The FCC has no jurisdiction over radio broadcasts that come from satellites in the sky. Regulators can scare executives worried about their million-dollar bonuses and small station managers struggling to get by. But satellite radio takes programming decisions out of the hands of individual stations with their individual prejudices. Howard Stern has no need to fear the loss of big markets, as he did when Clear Channel dropped him. In fifteen months, his show will be heard in every single market in the country, not just on Viacom’s 185 stations. Neither does he have to worry about boycotts of his advertisers–he won’t have any.
You may not like Howard Stern. You may find his celebration of strippers and profanity vulgar. But where he goes, others will follow. Most of the interesting programming on television these days is on HBO–a pay cable channel that also avoids the crushing hand of the FCC. With Friends gone, is anything Must-See TV anymore but The Sopranos and Curb Your Enthusiasm? HBO regularly cleans up at the Emmy Awards, too.

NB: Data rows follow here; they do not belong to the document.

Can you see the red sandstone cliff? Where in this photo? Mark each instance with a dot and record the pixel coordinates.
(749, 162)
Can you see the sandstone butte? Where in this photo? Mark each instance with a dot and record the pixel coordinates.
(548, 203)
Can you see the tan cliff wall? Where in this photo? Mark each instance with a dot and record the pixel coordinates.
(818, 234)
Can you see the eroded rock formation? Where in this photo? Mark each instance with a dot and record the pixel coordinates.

Paying for television programming once seemed absurd; soon paying $13 a month to hear, well, just about anything, will make just as much sense. Stern promises listeners that he will “bring my fans my show my way. It will be the best radio they will ever hear.”
But don’t expect regulators to give up without a fight. Their careers–and millions of dollars in fines–are on the line. FCC head Michael Powell told The Washington Post (in an indirect quotation), “More programs and performers will migrate to pay cable and satellite channels unless Congress holds them to the same decency standards as broadcasters.” Perhaps Powell prefers the insipid laughs of Joey to the cinematic character development of The Sopranos. The rest of us demand the choice.
Kelly Jane Torrance is arts and culture editor of Brainwash. Her Web site is kellyjanetorrance.com.